A highly experienced India based delegate at last week’s London venue for The Chart Seminar highlighted three primary challenges for India at the present time. One was a more protectionist US administration. Another is the short-term impact of demonetisation while another was the outlook for inflation and the prospect of stress on the border with Pakistan. 

There has been a great deal of debate about the impact of demonetization but in essence the rationale for the move comes down to what notes were generally used to pay bribes. In one fell swoop the government has forced a large proportion of the money that was circulating in the black market to either be declared or devalued. In addition there are reports that terrorist activity in Kashmir has declined precipitously since the announcement because a lot of the payments made to fighters were in counterfeit R1000 and R500 notes which are now worthless. 
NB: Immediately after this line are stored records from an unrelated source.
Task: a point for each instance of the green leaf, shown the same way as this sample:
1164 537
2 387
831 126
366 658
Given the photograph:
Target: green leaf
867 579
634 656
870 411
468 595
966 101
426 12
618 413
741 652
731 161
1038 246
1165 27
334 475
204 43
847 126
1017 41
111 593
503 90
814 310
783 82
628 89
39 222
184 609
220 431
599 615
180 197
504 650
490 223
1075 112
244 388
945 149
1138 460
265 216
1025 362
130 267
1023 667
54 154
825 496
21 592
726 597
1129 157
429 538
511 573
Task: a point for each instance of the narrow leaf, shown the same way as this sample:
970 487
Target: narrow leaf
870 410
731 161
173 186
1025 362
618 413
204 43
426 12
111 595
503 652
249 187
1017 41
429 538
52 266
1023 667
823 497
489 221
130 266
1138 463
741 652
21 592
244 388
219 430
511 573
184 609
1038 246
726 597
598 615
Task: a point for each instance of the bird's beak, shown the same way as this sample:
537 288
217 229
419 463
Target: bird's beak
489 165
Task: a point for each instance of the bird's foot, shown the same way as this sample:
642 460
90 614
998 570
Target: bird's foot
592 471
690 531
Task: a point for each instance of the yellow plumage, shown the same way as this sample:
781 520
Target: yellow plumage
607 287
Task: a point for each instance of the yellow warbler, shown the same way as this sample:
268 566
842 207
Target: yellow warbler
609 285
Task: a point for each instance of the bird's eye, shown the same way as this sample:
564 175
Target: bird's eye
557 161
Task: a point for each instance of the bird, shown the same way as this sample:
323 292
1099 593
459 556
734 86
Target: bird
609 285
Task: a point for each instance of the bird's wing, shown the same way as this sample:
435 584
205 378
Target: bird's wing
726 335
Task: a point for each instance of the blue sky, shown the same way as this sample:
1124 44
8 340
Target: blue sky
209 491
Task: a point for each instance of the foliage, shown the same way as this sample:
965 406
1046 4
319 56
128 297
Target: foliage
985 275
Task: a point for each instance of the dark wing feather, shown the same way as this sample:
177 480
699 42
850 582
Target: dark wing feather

The risk is that by taking such bold action against the cash business growth will be impacted, at least until the effects of the move wash through. Some have predicted it will shave up to 3% from growth this quarter. Some additional concerns have also been voiced about the markets most reliant on cash purchases; namely gold and property. There are already rules about declaring the origin of cash on any real estate purchase above R20,000 but it is difficult to police. This article from The Economic Times highlights how a number of tax loopholes are to be closed to try and stop off-book assets from entering the financial system in the guise of 2016 income.

A very large question overhanging the gold market is the alacrity with which the Indian authorities will pursue the cash trade in gold.  There have been reports that the government is considering a ban on gold imports. Of course that would not mean Indians stop buying gold. It would merely set up a massive black market for the metal and serve to enhance demand because of fears for what the government is going to do with inflation. 

Gold prices are testing the psychological R80,000 level while in US Dollars a deep short-term oversold condition is evident. 

The new central bank governor has abandoned the stability of the currency, so prized by Rajan, and the Rupee is now testing its lows below INR69. A clear downward dynamic will be required to question potential for additional Dollar strength. 

The Bombay Banks Index found at least near-term support in the region of the trend mean and a sustained move below it would be required to question medium-term scope for additional higher to lateral ranging. 

Meanwhile the Nifty Index is trading below its trend mean and will need to sustain a move above it to signal a return to demand dominance beyond potential for short-term steadying. 

Indian government bond yields accelerated to a low near 6.14% and the risk of a reversionary move has increased substantially as a result.